Answer to Question #237181 in General Chemistry for Myca

Find the molecular masses of all species involved.

Al = 26.98 g/mol

Cl2 = 70.90 g/mol

AlCl3 = 133.33 g/mol

Convert the grams into moles.

moles of Al = g/mm = 20.00 g/26.98 g/mol = 0.74 moles of aluminum on hand.
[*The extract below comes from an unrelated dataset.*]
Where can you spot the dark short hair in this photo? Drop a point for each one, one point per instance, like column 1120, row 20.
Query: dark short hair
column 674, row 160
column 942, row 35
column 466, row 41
moles of Cl2 = g/mm = 30.00 g/70.90 g/mol = 0.42 moles of chlorine on hand.

Which is the limiting reagent?

IF we use all aluminum then:

2Al/0.74 = 3Cl2/X

X = 0.28 moles of aluminum are needed.

We don't have 1.11 moles of chlorine. We have 0.42 moles of chlorine. Therefore we

will run out of chlorine first. It is the limiting reactant

Use the limiting reactant to cross the ratio bridge and find the moles of AlCl3 that will

be produced.

3Cl2/0.42 mol = 2AlCl3/x

X = 0.28 moles of AlCl3 are produced

Grams of aluminum chloride are found with g = n * mm = 0.28 mol * 133.33 g/mol = 37.33 g

When 20.0 grams of aluminum and 30.0 grams of chlorine are

reacted according to the above equation, the chlorine is the limiting reactant and the

maximum yield of aluminum chloride is 0.28 moles or 37.33 grams.